一連のポリグルタミン病は、原因タンパク質に関してポリグルタミン領域以外に相同性が見られず、また、ポリグルタミン領域のみを発現させた動物モデルで症状が再現されることなどから、伸長したポリグルタミン領域が持つ機能獲得による異常が病態の原因であると考えられている。また、患者において、中枢神経系において神経変性が見られること、その変性する脳内部位の細胞には原因タンパク質から成る凝集体が形成されること、などの共通性がある。

ポリアラニン病の多くも優性の遺伝性疾患であるが、原因タンパク質の点変異によっても同じような症状を呈する疾患となるものもあるため、ポリグルタミン病のような異常機能獲得説ではなく、ハプロ不全による機能欠損説が提唱されているものも多い。しかし、ポリアラニン病の中には、他の変異よりもポリアラニン伸長の変異の方が症状が重いものもあること、ポリアラニン伸長による疾患の一つである眼咽頭筋ジストロフィーの患者の筋細胞において、原因タンパク質を含む細胞内凝集体が観察されること、また、C末端にポリアラニンを付加したGFPで細胞毒性が見られたことなどから、ポリグルタミンの毒性と共通した機構が示唆され、注目を集めている。

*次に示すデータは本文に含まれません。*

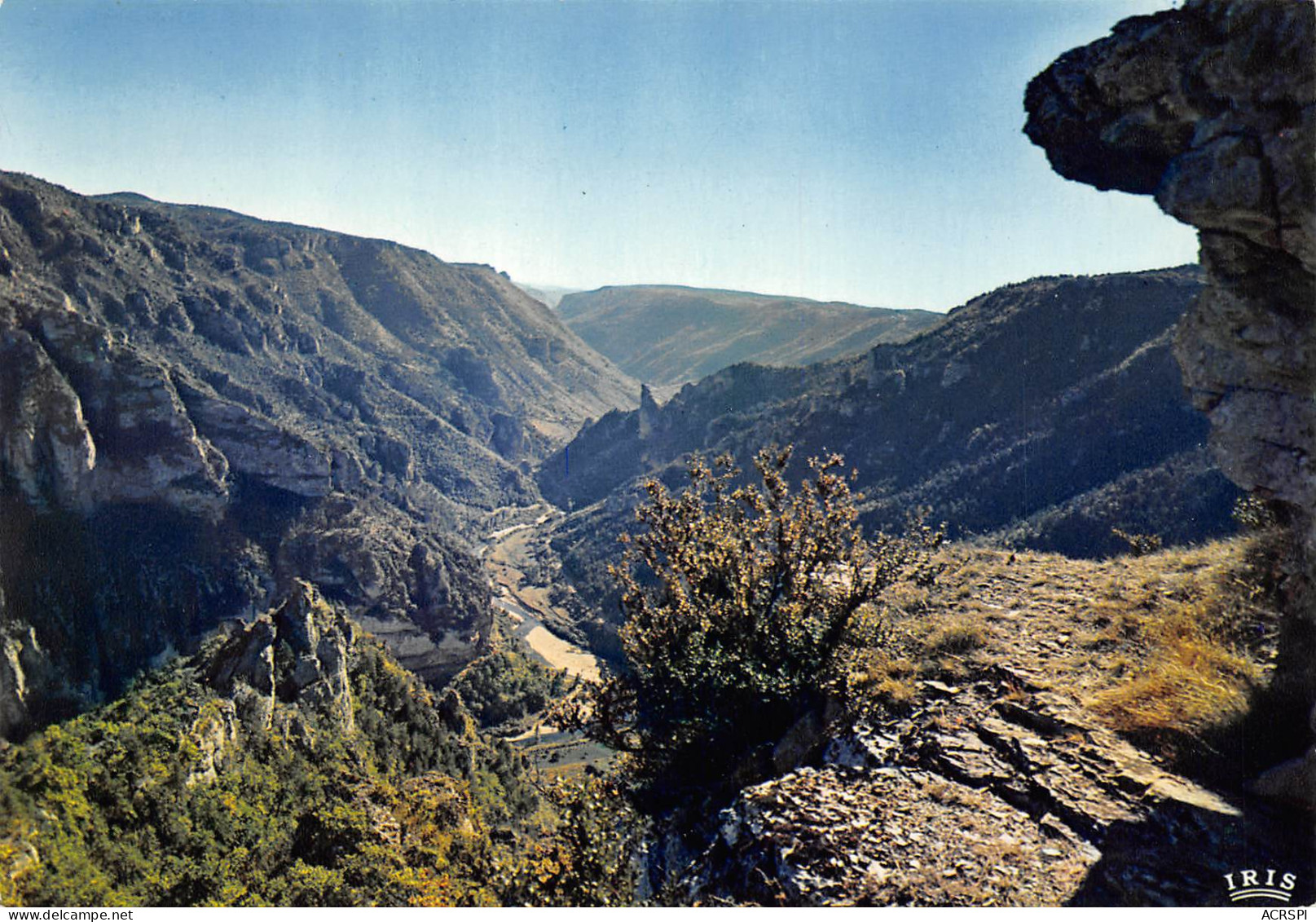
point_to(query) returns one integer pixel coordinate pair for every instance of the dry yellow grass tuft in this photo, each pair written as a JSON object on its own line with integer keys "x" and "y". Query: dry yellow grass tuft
{"x": 1196, "y": 669}
{"x": 1166, "y": 644}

これまで、ホモポリアミノ酸は、ヒトにおいて疾患が報告されているポリグルタミン、ポリアラニンに関して、凝集体形成や細胞毒性機構の解明などの研究が行われてきた。しかし、他の18種類のホモポリアミノ酸領域に関しては、多くのタンパク質に存在するのにも関わらず、その領域自体に注目した研究は皆無であった。以上の背景を踏まえ、本研究は、20種類のホモポリアミノ酸の性質や細胞毒性の比較解析を行った。

[結果と考察]

20種類のホモポリアミノ酸の細胞内局在の観察

20種類すべてのアミノ酸について30残基連続したホモポリマーを作製し、動物細胞で発現させた。その結果、それぞれ特徴的な細胞内局在を示し(図1)、多様なホモポリアミノ酸の性質の多様さが示唆された。ポリアスパラギン酸、ポリアスパラギン、ポリグルタミン、ポリグルタミン酸、ポリグリシン、ポリプロリン、ポリセリン、という7種は、いずれもYFPのみのコントロールの場合と変化が見られなかった。ポリシステイン、ポリチロシンは核に比較的強く局在し、どちらも凝集体を持たないものの方が多かったものの、ポリシステインは細胞質に、ポリチロシンは細胞質や核に凝集体を持つという特徴が見られた。塩基性アミノ酸であるポリアルギニン、ポリリシンはともに、細胞質に局在すると同時に2〜3個の核内凝集体を形成した。ポリアラニン、ポリスレオニン、ポリヒスチジン、ポリトリプトファン、ポリメチオニン、ポリバリン、ポリイソロイシン、ポリフェニルアラニン、ポリロイシンの9種は、いずれも核外のみに局在したが、このうち、ポリアラニンとポリスレオニンは凝集体を形成しなかったが、その他の7種はいずれも凝集体を形成した。特に、ポリロイシン、ポリフェニルアラニン、ポリイソロイシン、ポリバリンの4種は、核周辺部に大きな凝集体が観察された。また、それらのホモポリアミノ酸は、ウエスタンブロットによる免疫染色においても、予想分子量よりも高度に高分子量化した染色パターンが得られ、疎水性の高いホモポリアミノ酸ほど、細胞内で高度に凝集することが明らかとなった。

20種類のホモポリアミノ酸の細胞毒性の比較解析

次に、私はそれら20種類のホモポリアミノ酸を細胞内で発現させた際の細胞毒性を測定するために、トリパンブルー染色法による生存率測定や、アポトーシスの指標であるカスパーゼ3の蛍光基質(Ac-DEVD-MCA)の切断による活性測定を行った。これらの実験の結果、ポリイソロイシン発現時の生存率が一番低く、ポリシステイン、ポリバリン、ポリフェニルアラニンの順となった。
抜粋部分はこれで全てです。